Mais de quarenta anos de trabalho naquela empresa. Apagou a luz do balneário. Saiu e encostou a porta. Era noite como sempre. Cá fora o silêncio já dominava. Os aceleras já tinham arrancado rumo a casa. Apareceu um vigia para se despedir. “Passe por cá para nos visitar!”.
Surpresa, o engenheiro também ali estava! Não se esquecera que era o seu último dia. Vinha dar-lhe um abraço e acompanhá-lo ao carro. “Sai o senhor e passo eu a ser um dos mais antigos”, dizia bem disposto. O gesto do director era simpático e ele estava-lhe reconhecidamente grato. Emocionou-se. Os olhos lacrimejaram. Aguentou a torrente, disfarçou a voz e disse: “Muito obrigado pela atenção. Não é um momento fácil, como deve compreender.” O engenheiro pôs-lhe a mão no ombro e recordou-lhe: “Esta empresa sempre teve um rosto humano, desde a sua fundação. Cabe-me agora pela antiguidade, continuar a manter viva essa tradição.”
Enquanto caminhavam o engenheiro puxou de um cigarro, ofereceu outro, o que foi recusado. “O importante é o senhor saber ocupar-se nos próximos tempos”, recomendava-lhe. Pensou não dizer nada, mas a sinceridade do interlocutor mudou-lhe as ideias: “Como sabe, senhor engenheiro, tenho netos pequenos, os filhos longe e formados. Fiz a minha vida dedicada ao trabalho, aqui na fábrica e no campo herdado dos meus pais. Dia após dia naqueles campos enquanto os outros colegas descansavam. Férias só as tive quando os filhos começaram a pedir praia.

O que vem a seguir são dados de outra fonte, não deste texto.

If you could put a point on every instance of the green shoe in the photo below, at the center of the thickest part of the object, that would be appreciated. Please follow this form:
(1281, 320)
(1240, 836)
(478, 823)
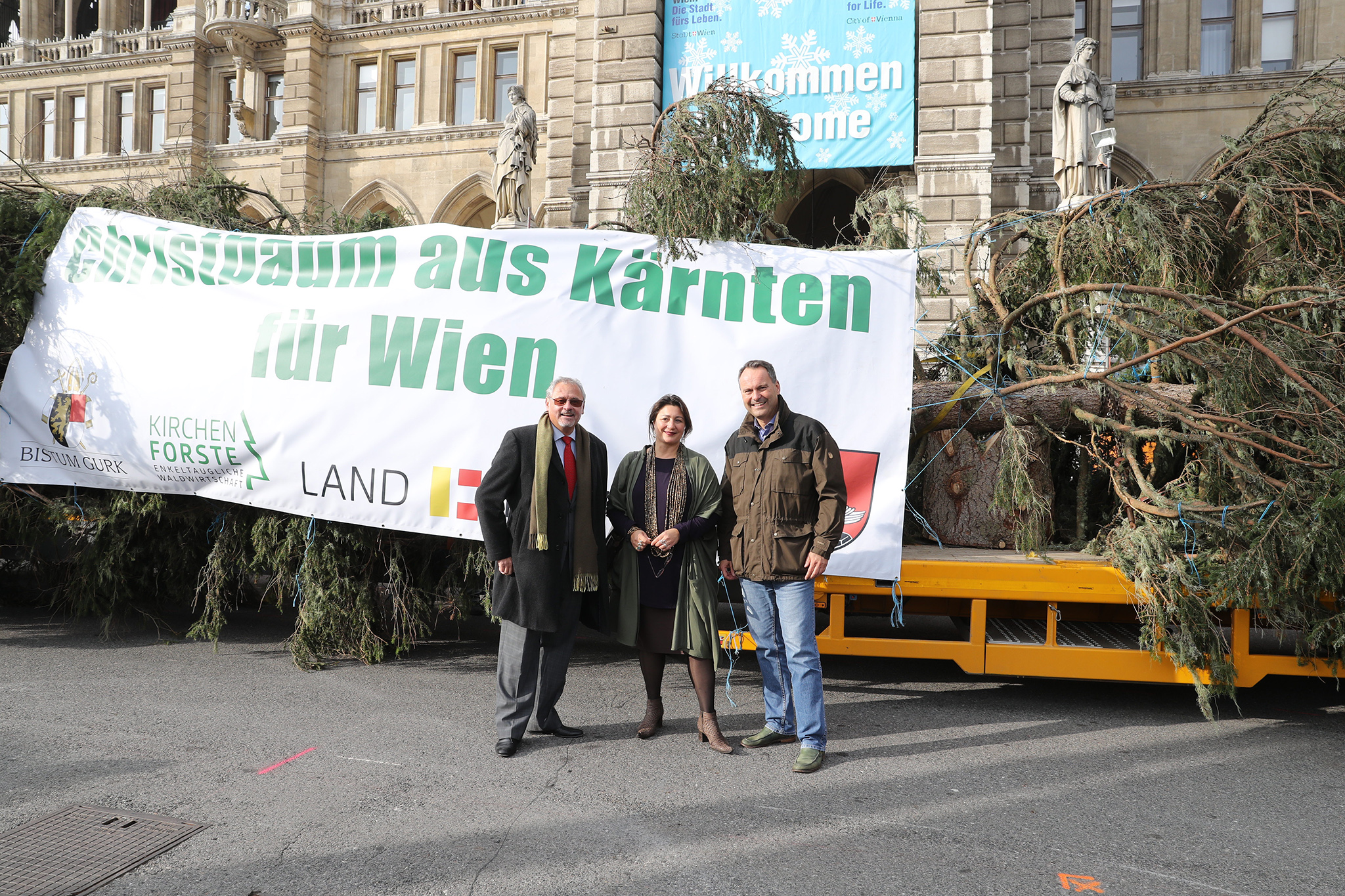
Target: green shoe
(766, 738)
(808, 759)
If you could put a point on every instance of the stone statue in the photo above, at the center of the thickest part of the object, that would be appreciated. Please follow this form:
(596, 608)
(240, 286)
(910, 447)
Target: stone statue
(1076, 113)
(514, 156)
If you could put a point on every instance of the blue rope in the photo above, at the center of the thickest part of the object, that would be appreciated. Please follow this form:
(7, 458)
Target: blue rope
(946, 444)
(926, 526)
(41, 218)
(1265, 512)
(1188, 542)
(735, 639)
(309, 539)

Uns dias ali no Furadouro, no Parque de Campismo e ainda assim, vinha muitas vezes ver o estado das terras. Já pensei dedicar-me a elas outra vez. Mas o dinheiro que vou ganhar e a minha idade não me permitem ter muitas esperanças. Agora, pensando bem, gostava de as vender. Os meus filhos, atempadamente disseram-mo. Cometi a asneira de as manter. Sempre deu para poupar na mercearia, ou no hipermercado. Quero vender as terras para desta forma ajudar os meus filhos e netos a terem uma vida melhor. Estou a ficar cansado e queria ficar somente com a pequena horta lá da casa. Chega bem para mim e para a minha esposa. O problema é que o campo está inserido na Reserva Agrícola Nacional, o que é um disparate numa terra urbana como esta”. O engenheiro seguiu atentamente, sem ousar interrompe-lo. “Estive-me a informar acerca de como alterar estas leis. Existe um regulamento de urbanismo, chama-se PDM, como deve saber. Pois, esse regulamento teria que ser alterado e aprovado pela autarquia. Depois é enviado para Lisboa, para o Governo por sua vez, o aprovar. Tudo isto demora anos. Vai ser a minha longa ocupação, nos próximos tempos“. O cigarro acabava, mas o monólogo prosseguia. “Bem sei que não passo de um operário sexagenário, com poucos estudos, no entanto, convencendo o Presidente da Câmara do erro cometido no passado, é possível conseguir alguma mudança. Onde é que já se viu numa cidade moderna, manter uma zona agrícola, quando já ninguém cultiva? É um absurdo! Que vantagens trouxe para a cidade? Algum bem estar? Nada disso. Manteve-se isto verde, é certo. Não se pode construir é a única conclusão...”
A narrativa é aqui interrompida, por se duvidar da autoria do transcrito. Apesar de atribuir todas estas frases ao emissor, parece-me que o receptor as assimilou e transmitiu por suas próprias palavras, acrescentando um ponto, como qualquer contador.
Ao autor mais do que esclarecer este assunto com os leitores, gostaria, se lhe é permitido, de evidenciar a sua disponibilidade para ajudar o nosso operário, pré – reformado (fictício é claro), em qualquer acção por ele desencadeada no sentido de alterar o Plano Director Municipal, atrás apresentado pela sigla PDM. Claro está, caso sejam verdadeiras as afirmações proferidas e desde que a tão desejada modernidade da cidade seja conseguida.